Several answers for this question I asked can be used to implement getCyclesReachingAllPermutations. The pseudo code based on this answer could look like this:
function getCyclesReachingAllPermutations(n):
c = [0] * n
b = [0, 1, ... n]
triplets = []
while (true):
triplet = [0]
for (parity = 0; parity < 2; parity++):
for (k = 1; k <= c[k]; k++):
c[k] = 0
if (k == n - 1):
return triplets
c[k] = c[k] + 1
triplet.add( b[k] )
for (j = 1, k--; j < k; j++, k--):
swap(b, j, k)
triplets.add(triplet)
Similarly for the other main functions, also here is a dependency on a function getEdgeTripletCycleSequence, which I will not expand on. There are many known sequences to cycle three edges, for several positions, and others can be easily derived from them.
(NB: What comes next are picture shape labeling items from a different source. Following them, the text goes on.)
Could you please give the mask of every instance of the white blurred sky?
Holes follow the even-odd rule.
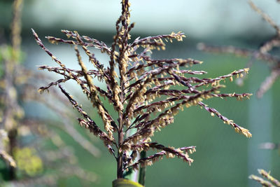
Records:
[[[273,33],[246,0],[131,0],[134,31],[151,34],[182,31],[195,37],[240,36],[256,31]],[[276,0],[253,2],[278,23],[280,4]],[[26,7],[31,27],[61,27],[113,31],[120,13],[120,1],[34,1]],[[32,22],[29,22],[29,19]],[[260,32],[260,29],[261,30]],[[162,33],[159,33],[160,31]]]

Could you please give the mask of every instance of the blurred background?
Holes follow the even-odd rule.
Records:
[[[4,36],[0,39],[1,43],[10,39],[11,1],[0,1],[0,32]],[[132,39],[182,31],[187,36],[183,42],[169,43],[165,51],[155,52],[152,57],[190,57],[203,61],[202,64],[192,68],[207,71],[207,77],[214,78],[244,68],[248,58],[198,51],[196,49],[198,43],[256,49],[275,34],[274,29],[251,8],[246,1],[132,0],[131,3],[131,20],[136,22],[131,33]],[[254,3],[280,25],[280,4],[276,1],[255,0]],[[25,53],[24,66],[40,74],[43,71],[38,71],[36,66],[55,66],[36,43],[31,28],[35,29],[56,57],[69,67],[75,68],[78,67],[78,63],[74,48],[48,43],[44,36],[65,39],[61,29],[77,30],[80,35],[89,36],[110,46],[115,34],[115,23],[120,12],[120,1],[24,1],[22,25],[22,50]],[[272,53],[279,54],[279,50]],[[102,63],[108,64],[108,58],[106,55],[97,53],[96,56]],[[266,62],[255,61],[242,86],[238,86],[234,82],[227,82],[223,92],[255,93],[269,73]],[[52,81],[56,80],[57,75],[48,75],[53,77]],[[38,88],[45,85],[38,85]],[[68,84],[66,88],[71,95],[83,101],[84,97],[80,95],[81,92],[78,86]],[[47,93],[42,97],[45,95]],[[280,83],[276,81],[260,99],[253,95],[250,100],[241,102],[234,99],[206,102],[248,129],[253,134],[251,139],[235,133],[218,118],[212,118],[198,106],[185,109],[175,118],[174,124],[156,133],[153,139],[174,147],[196,146],[197,152],[191,155],[195,162],[189,167],[179,159],[164,158],[147,167],[146,186],[256,186],[257,183],[248,176],[257,174],[257,169],[260,168],[271,171],[273,176],[279,179],[279,152],[259,148],[260,144],[263,142],[280,142],[279,95]],[[85,99],[80,103],[93,118],[97,116],[94,111],[90,112],[90,106],[87,106]],[[24,104],[23,107],[27,116],[59,121],[55,113],[36,102]],[[70,104],[69,108],[71,108]],[[101,124],[101,120],[97,119],[97,122]],[[77,123],[73,121],[74,125]],[[86,130],[78,125],[74,127],[82,134],[86,134]],[[88,186],[111,186],[116,177],[116,163],[103,144],[87,137],[101,151],[100,156],[94,157],[70,136],[63,132],[59,133],[74,148],[79,166],[97,176],[97,181]],[[4,165],[2,163],[0,167]],[[3,181],[4,172],[1,169],[0,181]],[[79,180],[66,177],[60,179],[58,183],[59,186],[81,185]]]

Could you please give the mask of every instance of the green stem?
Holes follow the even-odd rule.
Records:
[[[140,153],[140,158],[146,157],[146,152],[145,151],[141,151]],[[143,186],[145,185],[145,177],[146,177],[146,166],[140,167],[138,182]]]

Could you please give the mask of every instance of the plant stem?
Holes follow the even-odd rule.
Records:
[[[123,178],[123,170],[122,170],[122,151],[120,148],[120,146],[123,141],[123,130],[122,130],[122,115],[120,113],[120,125],[118,132],[118,162],[117,162],[117,177],[118,179]]]
[[[140,153],[140,158],[146,158],[146,152],[143,151]],[[139,176],[138,182],[143,186],[145,185],[145,177],[146,177],[146,166],[140,167]]]

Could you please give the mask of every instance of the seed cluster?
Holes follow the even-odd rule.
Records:
[[[190,164],[193,160],[188,153],[195,151],[195,146],[175,148],[167,147],[155,141],[151,137],[155,132],[174,122],[174,116],[184,106],[200,106],[202,109],[216,116],[224,123],[231,125],[237,132],[246,137],[251,134],[248,130],[239,126],[232,120],[223,116],[217,110],[207,106],[204,100],[213,97],[235,97],[237,99],[248,97],[251,94],[220,93],[224,86],[220,81],[232,81],[234,77],[247,74],[248,69],[234,71],[227,75],[215,78],[200,78],[196,76],[205,74],[204,71],[192,71],[190,67],[202,63],[193,59],[153,59],[150,54],[154,50],[165,50],[167,42],[174,40],[181,41],[186,36],[179,32],[170,34],[136,38],[131,41],[130,31],[134,23],[130,23],[130,4],[122,1],[122,14],[116,22],[116,34],[111,47],[104,42],[89,36],[80,36],[77,32],[62,30],[69,39],[53,36],[46,38],[52,43],[74,45],[80,69],[66,67],[50,52],[32,30],[38,46],[58,64],[58,67],[40,66],[39,69],[46,69],[64,76],[64,78],[41,87],[43,92],[50,87],[58,85],[73,106],[81,114],[78,118],[80,125],[89,129],[102,139],[115,158],[118,163],[118,178],[122,178],[125,170],[136,169],[139,165],[150,165],[164,155],[168,158],[178,157]],[[108,67],[105,67],[89,48],[99,50],[109,56]],[[91,63],[88,69],[83,62],[80,50],[87,55]],[[106,89],[98,87],[94,83],[96,77],[106,84]],[[78,102],[62,86],[69,80],[75,81],[96,108],[103,120],[104,130],[100,128]],[[118,113],[118,119],[105,108],[100,99],[104,97],[110,102]],[[134,133],[127,133],[134,130]],[[137,158],[142,151],[156,149],[160,152],[146,158]],[[138,160],[137,160],[138,159]]]

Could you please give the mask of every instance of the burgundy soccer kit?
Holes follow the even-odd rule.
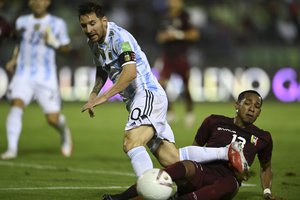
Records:
[[[195,136],[199,146],[224,147],[234,141],[244,144],[244,155],[251,166],[257,154],[261,163],[270,161],[273,142],[269,132],[255,125],[241,128],[234,124],[233,118],[211,115],[201,124]],[[211,163],[194,163],[196,175],[184,186],[178,187],[180,195],[186,194],[188,199],[226,199],[233,197],[238,191],[238,178],[230,168],[228,161]]]

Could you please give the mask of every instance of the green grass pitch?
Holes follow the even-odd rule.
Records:
[[[135,180],[127,156],[122,151],[127,112],[123,103],[109,102],[95,109],[91,119],[81,113],[83,103],[65,103],[63,113],[73,134],[71,158],[60,154],[60,140],[36,104],[26,108],[18,158],[0,161],[1,200],[101,199],[104,193],[117,193]],[[184,106],[176,104],[178,116]],[[5,122],[8,102],[0,101],[0,152],[5,151]],[[191,144],[194,134],[209,114],[234,115],[233,103],[197,103],[197,123],[186,128],[183,117],[172,124],[177,146]],[[256,124],[272,133],[273,193],[278,199],[300,198],[300,109],[299,103],[265,101]],[[153,160],[155,160],[153,158]],[[159,164],[154,161],[155,167]],[[262,199],[259,166],[251,167],[253,176],[240,188],[235,199]]]

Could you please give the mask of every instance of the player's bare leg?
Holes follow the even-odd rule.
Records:
[[[18,142],[22,131],[22,116],[25,104],[21,99],[13,99],[6,121],[7,150],[1,155],[2,160],[17,157]]]
[[[155,130],[150,125],[141,125],[125,132],[123,150],[129,156],[137,176],[153,168],[153,163],[145,145],[153,137]]]

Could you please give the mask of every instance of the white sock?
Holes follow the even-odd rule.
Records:
[[[214,160],[228,160],[228,148],[212,148],[187,146],[179,149],[180,160],[193,160],[196,162],[210,162]]]
[[[23,109],[17,106],[11,107],[6,120],[6,135],[8,150],[17,152],[18,142],[22,131]]]
[[[135,147],[127,152],[137,177],[153,168],[152,160],[144,146]]]

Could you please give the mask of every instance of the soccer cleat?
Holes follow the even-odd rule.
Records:
[[[7,150],[1,155],[2,160],[11,160],[17,157],[17,152],[13,150]]]
[[[72,155],[73,144],[71,132],[68,128],[65,129],[61,136],[61,153],[64,157],[70,157]]]
[[[228,147],[228,160],[238,172],[244,173],[249,170],[248,162],[243,153],[241,142],[233,142]]]

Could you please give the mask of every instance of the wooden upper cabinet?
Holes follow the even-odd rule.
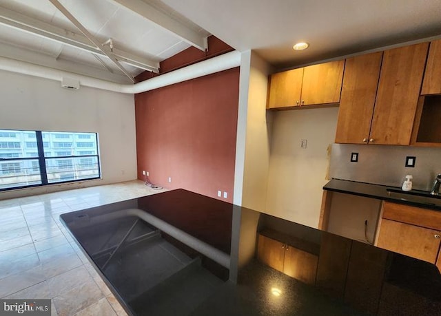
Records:
[[[303,68],[272,74],[268,109],[300,105]]]
[[[409,145],[428,43],[384,52],[369,143]]]
[[[300,105],[338,103],[344,68],[344,60],[305,67]]]
[[[430,43],[421,94],[441,94],[441,39]]]
[[[338,103],[344,67],[337,61],[271,75],[267,108]]]
[[[379,52],[346,60],[336,143],[368,142],[382,58]]]

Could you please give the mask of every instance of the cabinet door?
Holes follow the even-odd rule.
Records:
[[[435,264],[440,233],[432,229],[382,219],[377,246]]]
[[[367,143],[382,57],[378,52],[346,60],[336,143]]]
[[[283,273],[307,284],[316,284],[318,257],[289,245],[285,253]]]
[[[257,256],[264,264],[279,271],[283,271],[285,244],[274,239],[259,235]]]
[[[427,48],[422,43],[384,52],[370,143],[409,145]]]
[[[301,105],[338,103],[344,67],[344,60],[305,67]]]
[[[430,43],[421,94],[441,94],[441,39]]]
[[[271,75],[268,109],[299,105],[303,68]]]

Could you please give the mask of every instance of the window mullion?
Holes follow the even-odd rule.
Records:
[[[39,151],[39,165],[40,165],[40,176],[41,184],[48,184],[48,172],[46,171],[46,162],[44,158],[44,148],[43,147],[43,136],[41,131],[35,131],[37,136],[37,147]]]

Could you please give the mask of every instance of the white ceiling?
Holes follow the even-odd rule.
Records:
[[[289,67],[441,36],[441,0],[163,0],[238,50]],[[294,52],[298,41],[310,43]]]
[[[132,76],[146,69],[140,64],[157,67],[191,45],[203,49],[200,40],[209,34],[238,50],[255,50],[278,67],[441,37],[441,0],[59,1],[100,43],[112,39],[113,53]],[[10,22],[17,13],[19,28]],[[91,52],[96,50],[90,43],[79,49],[36,35],[36,28],[46,28],[47,36],[54,27],[88,43],[50,0],[0,0],[0,56],[127,82],[110,59]],[[24,22],[34,24],[31,31],[23,31]],[[300,40],[310,48],[294,51]]]

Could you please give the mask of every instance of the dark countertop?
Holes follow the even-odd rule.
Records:
[[[422,196],[427,192],[420,190],[412,190],[404,192],[401,188],[370,183],[358,182],[347,180],[332,179],[325,187],[324,190],[333,192],[352,194],[365,198],[383,200],[394,203],[404,204],[417,207],[441,211],[441,197],[424,198]],[[388,191],[396,193],[397,196],[388,193]],[[403,196],[407,195],[407,196]],[[433,202],[430,202],[430,200]],[[427,202],[429,200],[429,202]]]
[[[356,193],[367,196],[362,187]],[[441,310],[441,275],[433,264],[183,189],[61,218],[130,315]],[[316,258],[312,284],[256,259],[260,231],[276,231],[274,238]],[[293,266],[300,274],[310,268]]]

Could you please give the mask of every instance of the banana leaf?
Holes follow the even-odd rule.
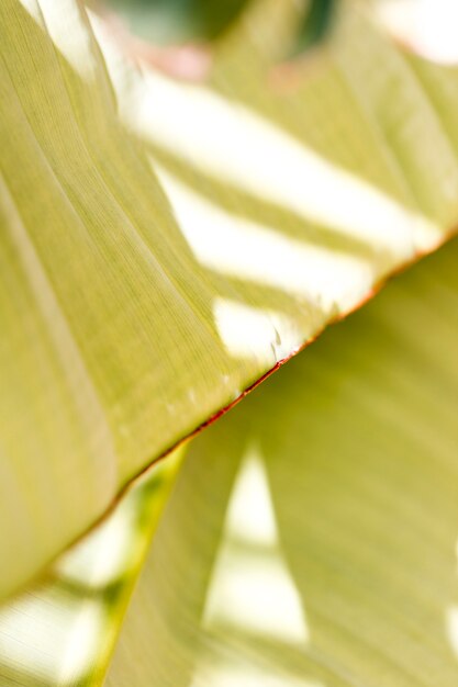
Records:
[[[457,684],[457,261],[454,241],[191,443],[107,687]]]

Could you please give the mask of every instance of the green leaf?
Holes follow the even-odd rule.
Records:
[[[0,607],[0,684],[101,685],[183,451],[154,465],[93,531]]]
[[[456,74],[351,4],[284,98],[288,2],[200,87],[91,21],[100,45],[76,0],[0,3],[1,598],[458,215]]]
[[[193,441],[108,687],[456,686],[457,260]]]

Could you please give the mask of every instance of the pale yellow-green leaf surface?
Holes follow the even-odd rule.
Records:
[[[179,86],[77,0],[0,3],[0,597],[456,224],[457,75],[349,2],[282,94],[293,23],[254,3]]]
[[[196,438],[105,687],[456,687],[458,243]]]
[[[153,465],[102,523],[0,606],[1,687],[102,684],[181,459],[178,449]]]

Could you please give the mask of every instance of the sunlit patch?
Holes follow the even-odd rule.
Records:
[[[210,661],[199,666],[190,687],[324,687],[315,680],[272,673],[270,666]]]
[[[40,0],[40,8],[55,46],[80,77],[91,78],[98,61],[85,10],[74,0]]]
[[[19,0],[19,2],[37,24],[43,24],[42,13],[40,11],[37,0]]]
[[[214,301],[213,313],[221,340],[234,358],[254,356],[275,364],[294,351],[301,340],[294,322],[279,313],[223,299]]]
[[[458,606],[450,606],[447,610],[446,630],[451,649],[458,656]]]
[[[305,644],[301,597],[282,554],[265,464],[245,457],[226,515],[203,624]]]
[[[156,169],[197,259],[216,272],[305,297],[327,314],[348,309],[370,288],[368,260],[232,215]]]
[[[382,0],[379,19],[420,55],[442,64],[458,63],[458,3],[455,0]]]
[[[413,255],[417,233],[437,237],[437,227],[421,215],[208,89],[150,70],[130,103],[124,117],[146,139],[220,181],[389,250],[394,259]]]

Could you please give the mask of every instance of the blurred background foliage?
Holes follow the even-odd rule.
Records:
[[[206,43],[217,40],[248,0],[105,0],[133,33],[156,44]],[[299,0],[302,22],[291,55],[322,41],[331,25],[337,0]]]

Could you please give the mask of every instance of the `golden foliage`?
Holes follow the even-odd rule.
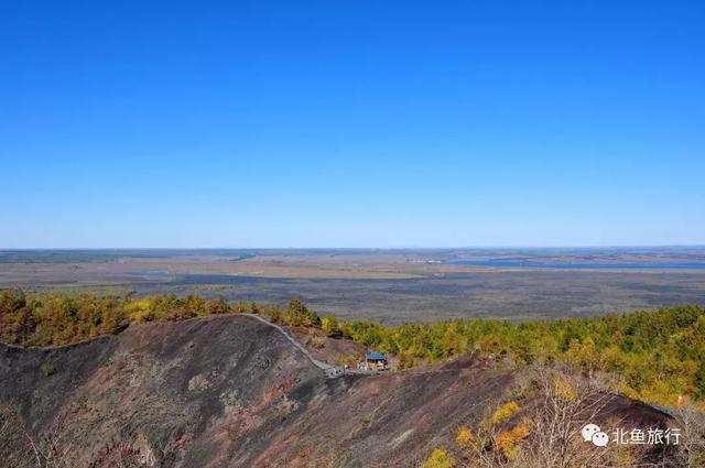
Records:
[[[434,448],[421,468],[454,468],[455,465],[455,458],[449,456],[444,448]]]

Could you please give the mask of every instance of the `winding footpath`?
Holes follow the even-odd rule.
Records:
[[[337,377],[337,376],[330,376],[330,372],[335,371],[338,368],[336,368],[334,366],[330,366],[330,364],[328,364],[326,362],[319,361],[316,358],[314,358],[311,355],[311,352],[308,352],[308,350],[306,348],[304,348],[304,346],[301,342],[296,341],[296,339],[293,336],[291,336],[289,334],[289,331],[286,331],[284,328],[280,327],[276,324],[272,324],[271,322],[267,320],[265,318],[260,317],[259,315],[254,315],[254,314],[239,314],[239,315],[246,315],[248,317],[257,318],[261,323],[267,324],[270,327],[276,328],[282,335],[284,335],[284,337],[289,341],[291,341],[292,345],[294,345],[301,352],[304,353],[304,356],[306,357],[306,359],[308,359],[311,361],[311,363],[313,363],[318,369],[325,371],[327,377]]]

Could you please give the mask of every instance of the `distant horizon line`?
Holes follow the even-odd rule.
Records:
[[[575,244],[575,246],[404,246],[404,247],[0,247],[8,251],[47,250],[477,250],[477,249],[683,249],[705,243]]]

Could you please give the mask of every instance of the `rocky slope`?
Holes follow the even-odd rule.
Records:
[[[36,466],[29,439],[42,434],[70,467],[417,466],[511,381],[470,359],[326,379],[280,330],[237,315],[0,345],[0,404],[19,415],[0,466]],[[663,417],[626,400],[612,410]]]

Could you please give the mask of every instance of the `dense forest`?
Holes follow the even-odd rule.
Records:
[[[402,368],[476,351],[494,353],[517,367],[567,364],[587,376],[616,376],[615,390],[649,403],[675,405],[680,395],[705,401],[705,311],[699,306],[518,324],[454,319],[383,326],[321,317],[300,300],[279,307],[194,295],[25,295],[8,290],[0,292],[0,340],[20,346],[66,345],[117,334],[130,323],[230,313],[321,328],[329,337],[394,355]]]

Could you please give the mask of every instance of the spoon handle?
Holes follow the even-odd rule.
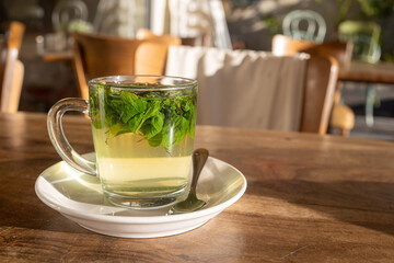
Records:
[[[193,152],[193,180],[192,180],[192,188],[196,188],[197,181],[201,170],[208,159],[209,152],[207,149],[197,149]]]

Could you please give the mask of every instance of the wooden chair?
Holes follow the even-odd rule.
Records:
[[[12,22],[8,37],[0,43],[0,112],[14,113],[18,111],[24,77],[24,66],[18,59],[25,26],[20,22]]]
[[[327,133],[338,73],[339,65],[333,57],[309,59],[300,132]]]
[[[273,38],[273,53],[281,56],[291,56],[296,53],[306,53],[313,57],[329,56],[335,58],[339,66],[344,66],[351,60],[352,44],[337,42],[316,44],[283,35],[275,35]],[[333,129],[338,129],[341,135],[348,135],[355,126],[355,113],[347,105],[340,104],[340,90],[341,83],[337,82],[329,126]]]
[[[162,75],[166,39],[129,39],[74,33],[74,69],[83,99],[89,98],[88,79],[117,75]]]
[[[136,34],[137,39],[144,41],[164,41],[170,45],[183,45],[183,46],[209,46],[207,35],[200,35],[198,37],[177,37],[170,34],[155,35],[151,30],[139,28]]]

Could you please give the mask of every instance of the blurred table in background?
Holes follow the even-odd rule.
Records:
[[[79,152],[90,122],[65,117]],[[45,114],[0,114],[0,262],[392,262],[394,144],[198,126],[196,148],[247,180],[206,225],[155,239],[91,232],[42,203],[37,176],[60,161]]]

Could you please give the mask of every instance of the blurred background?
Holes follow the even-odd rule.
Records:
[[[283,18],[292,10],[309,9],[320,13],[326,22],[324,41],[336,39],[338,25],[346,20],[378,23],[382,28],[380,60],[394,62],[394,0],[222,0],[222,10],[217,10],[219,5],[213,3],[218,1],[204,5],[207,1],[0,0],[0,34],[5,33],[2,28],[11,21],[26,26],[20,52],[25,76],[19,110],[47,112],[61,98],[78,96],[76,76],[68,59],[72,46],[69,34],[73,31],[132,38],[139,28],[181,37],[225,30],[228,39],[217,35],[215,39],[201,39],[201,44],[218,46],[221,41],[230,41],[233,48],[270,52],[273,36],[282,33]],[[68,5],[73,7],[69,13],[59,11]],[[193,15],[185,18],[185,7]],[[213,20],[207,19],[207,12],[215,13]],[[51,54],[58,57],[53,59]],[[343,89],[343,100],[356,114],[350,136],[393,140],[394,87],[374,87],[373,126],[364,122],[367,85],[348,82]]]

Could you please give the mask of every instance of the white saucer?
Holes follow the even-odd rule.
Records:
[[[94,153],[84,155],[94,159]],[[135,210],[108,204],[97,178],[58,162],[35,183],[40,201],[92,231],[123,238],[155,238],[195,229],[235,203],[246,190],[244,175],[234,167],[209,158],[200,174],[197,195],[207,205],[197,211],[166,215],[167,208]]]

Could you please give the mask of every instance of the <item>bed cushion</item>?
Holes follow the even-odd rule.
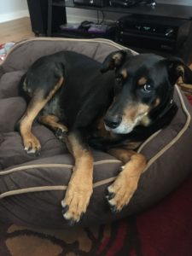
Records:
[[[61,201],[72,173],[73,159],[65,144],[38,123],[32,129],[40,140],[42,151],[38,157],[27,155],[15,129],[26,107],[17,87],[25,71],[40,56],[61,49],[80,52],[102,61],[107,55],[119,49],[124,47],[106,39],[33,38],[20,42],[11,49],[0,67],[0,218],[3,221],[54,229],[67,226],[61,214]],[[130,204],[119,213],[110,212],[105,195],[122,164],[108,154],[93,150],[94,192],[86,213],[76,225],[103,224],[141,212],[176,189],[189,175],[192,109],[177,86],[174,101],[178,112],[171,125],[154,134],[139,148],[147,157],[148,166]]]

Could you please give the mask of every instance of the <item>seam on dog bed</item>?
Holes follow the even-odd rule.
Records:
[[[3,64],[6,61],[6,59],[9,57],[9,55],[14,51],[17,48],[19,48],[20,45],[24,44],[25,43],[28,43],[28,42],[33,42],[33,41],[76,41],[76,42],[87,42],[87,43],[103,43],[106,44],[109,44],[112,46],[116,47],[119,49],[128,49],[127,47],[122,46],[117,43],[114,43],[111,40],[108,40],[108,39],[103,39],[103,38],[93,38],[93,39],[78,39],[78,38],[29,38],[29,39],[26,39],[26,40],[22,40],[17,44],[15,44],[8,52],[5,59],[3,61],[3,62],[1,63],[1,66],[3,66]],[[134,51],[131,49],[129,49],[134,55],[137,55],[137,53],[136,51]]]
[[[27,40],[25,40],[25,41],[21,41],[18,44],[16,44],[15,46],[14,46],[10,51],[9,52],[7,57],[11,54],[11,52],[13,50],[15,50],[17,47],[20,47],[20,45],[24,44],[26,42],[32,42],[32,41],[79,41],[79,42],[90,42],[90,43],[104,43],[106,44],[109,44],[109,45],[112,45],[112,46],[114,46],[115,48],[117,49],[127,49],[125,47],[123,47],[118,44],[115,44],[110,40],[108,40],[108,39],[100,39],[100,38],[96,38],[96,39],[73,39],[73,38],[32,38],[32,39],[27,39]],[[137,54],[137,52],[131,50],[133,53]],[[4,61],[6,61],[7,57],[5,58]],[[3,61],[3,62],[4,62]],[[3,62],[2,63],[2,65],[3,64]],[[186,116],[187,116],[187,120],[186,120],[186,123],[184,124],[184,125],[183,126],[183,128],[181,129],[181,131],[177,133],[177,135],[168,143],[166,144],[160,151],[159,151],[154,156],[153,156],[148,162],[147,164],[147,166],[146,168],[144,169],[143,172],[146,172],[148,167],[158,159],[160,158],[166,150],[168,150],[182,136],[183,134],[186,131],[186,130],[188,129],[189,124],[190,124],[190,120],[191,120],[191,116],[189,113],[189,111],[187,110],[186,108],[186,106],[185,106],[185,103],[183,102],[183,98],[181,95],[181,92],[179,90],[179,89],[177,88],[177,86],[176,86],[176,90],[177,91],[177,95],[178,95],[178,97],[179,97],[179,100],[180,100],[180,102],[181,102],[181,106],[182,106],[182,108],[183,110],[183,112],[185,113]],[[142,145],[141,147],[139,148],[138,149],[138,152],[140,152],[154,137],[155,137],[162,130],[160,130],[158,131],[156,133],[153,134],[148,140],[146,140]],[[109,162],[108,161],[111,161],[111,160],[101,160],[101,161],[97,161],[97,162],[95,162],[94,165],[99,165],[100,164],[102,164],[102,163],[106,163],[107,161],[107,164],[108,164]],[[113,162],[119,162],[119,161],[117,160],[113,160]],[[67,167],[73,167],[73,165],[65,165],[65,164],[55,164],[55,165],[53,165],[53,164],[49,164],[49,165],[37,165],[39,167],[41,166],[45,166],[46,167],[53,167],[53,166],[60,166],[59,167],[63,167],[64,166],[67,166]],[[9,173],[11,173],[11,172],[17,172],[17,171],[23,171],[25,170],[25,168],[34,168],[34,167],[37,167],[33,166],[19,166],[19,167],[16,167],[16,168],[13,168],[11,170],[8,170],[8,171],[5,171],[5,172],[3,172],[3,173],[0,172],[0,175],[6,175],[6,174],[9,174]],[[33,166],[33,167],[32,167]],[[96,188],[96,187],[99,187],[99,186],[102,186],[103,184],[107,184],[110,182],[113,182],[114,179],[116,178],[116,177],[110,177],[110,178],[107,178],[107,179],[104,179],[104,180],[102,180],[102,181],[99,181],[99,182],[96,182],[93,184],[93,187],[94,188]],[[42,187],[33,187],[33,188],[26,188],[26,189],[15,189],[15,190],[10,190],[10,191],[8,191],[8,192],[4,192],[3,194],[0,195],[0,199],[2,198],[4,198],[4,197],[7,197],[7,196],[10,196],[10,195],[20,195],[20,194],[25,194],[25,193],[31,193],[31,192],[40,192],[40,191],[50,191],[50,190],[66,190],[67,186],[42,186]]]
[[[105,185],[107,183],[109,183],[113,182],[116,177],[108,177],[104,180],[96,182],[93,183],[93,189],[96,189],[97,187],[100,187],[102,185]],[[15,190],[9,190],[8,192],[2,193],[0,195],[0,200],[5,197],[12,196],[12,195],[22,195],[22,194],[28,194],[28,193],[34,193],[34,192],[45,192],[45,191],[65,191],[67,190],[67,186],[65,185],[58,185],[58,186],[41,186],[41,187],[32,187],[32,188],[26,188],[26,189],[20,189]]]
[[[168,150],[172,145],[175,144],[175,143],[177,142],[177,140],[184,134],[184,132],[187,131],[189,124],[190,124],[190,121],[191,121],[191,116],[190,116],[190,113],[189,113],[186,106],[185,106],[185,103],[184,103],[184,101],[183,101],[183,96],[181,94],[181,91],[180,90],[178,89],[177,85],[175,86],[176,87],[176,90],[177,90],[177,92],[178,94],[178,97],[179,97],[179,100],[180,100],[180,102],[181,102],[181,107],[183,108],[183,112],[185,113],[186,116],[187,116],[187,119],[186,119],[186,123],[184,124],[183,127],[182,128],[182,130],[177,134],[177,136],[168,143],[166,144],[161,150],[160,150],[154,156],[153,156],[148,161],[148,164],[147,164],[147,166],[145,167],[145,169],[143,170],[143,172],[145,172],[148,167],[150,167],[150,166],[158,159],[160,158],[166,150]],[[157,132],[155,134],[155,136],[159,134],[159,132]],[[147,141],[145,141],[143,145],[140,147],[142,148],[142,149],[143,148],[144,146],[147,145],[147,143],[148,142],[151,141],[151,139],[153,139],[154,137],[150,137]],[[140,148],[139,148],[139,152],[140,152]]]
[[[119,160],[98,160],[93,163],[94,166],[99,166],[102,164],[113,164],[113,163],[121,163]],[[30,166],[22,166],[15,167],[7,171],[3,171],[0,172],[0,176],[8,175],[13,172],[20,172],[20,171],[26,171],[28,169],[34,169],[34,168],[72,168],[73,165],[67,165],[67,164],[37,164],[37,165],[30,165]]]
[[[102,181],[96,182],[93,183],[93,189],[100,187],[102,185],[105,185],[113,182],[116,177],[108,177]],[[65,185],[57,185],[57,186],[40,186],[40,187],[31,187],[26,189],[20,189],[15,190],[9,190],[8,192],[2,193],[0,195],[0,200],[11,195],[17,195],[27,193],[34,193],[34,192],[45,192],[45,191],[65,191],[67,190],[67,186]]]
I will keep this short, as it is the same thing as for edges. There are 8!/2 possible permutations for corners if edges don't move.
function getCornerCycleSequences
sequences = []
cycles = getCyclesReachingAllPermutations([1,2,3,4,5,6,7,8])
foreach cycle in cycles:
sequence = getCornerTripletCycleSequence(cycle[0], cycle[1], cycle[3])
sequences.push(sequence)
return sequences
This extra level is needed to deal with the fact that a cube can be in an odd or even position. It is odd when an odd number of quarter-moves (a half turn counts as 2 then) is needed to solve the cube.
I did not mention it before, but all the above used sequences should not change the parity of the cube. I did refer to it implicitly when I wrote that when permuting edges, corners should stay in their original position. This ensures that the parity does not change. If on the other hand you would apply a sequence that swaps two edges and two corners at the same time, you are bound to toggle the parity.
But since that was not accounted for with the four functions above, this extra layer is needed.
The function is quite simple:
function getParitySwitchingSequences
return = [
[L], [-L]
]
L is a constant that represents the quarter move of the left face of the cube, and -L is the same move, but reversed. It could have been any face.
The simplest way to toggle the parity of a cube is just that: perform a quarter move.
This solution is certainly not the optimal one, but it is a solution that will eventually go through all states of the cube, albeit with many duplicate statuses appearing along the way. And it will do so with less than 20 moves between two consecutive permutations. The number of moves will vary between 1 -- for parity toggle -- and 18 -- for flipping two edges allowing for 2 extra moves to bring an edge in a good relative position and 2 for putting that edge back after the double flip with 14 moves, which I think is the worst case.
One quick optimisation would be to put the parity loop as the inner loop, as it only consists of one quarter move it is more efficient to have that one repeated the most.
A graph has been constructed where each edge represents one move, and where the nodes represent all unique cube states. It is cyclic, such that the edge forward from the last node, brings you back to the first node.
So this should allow you to go through all cube states with as many moves. Clearly a better solution cannot exist. The graph can be downloaded.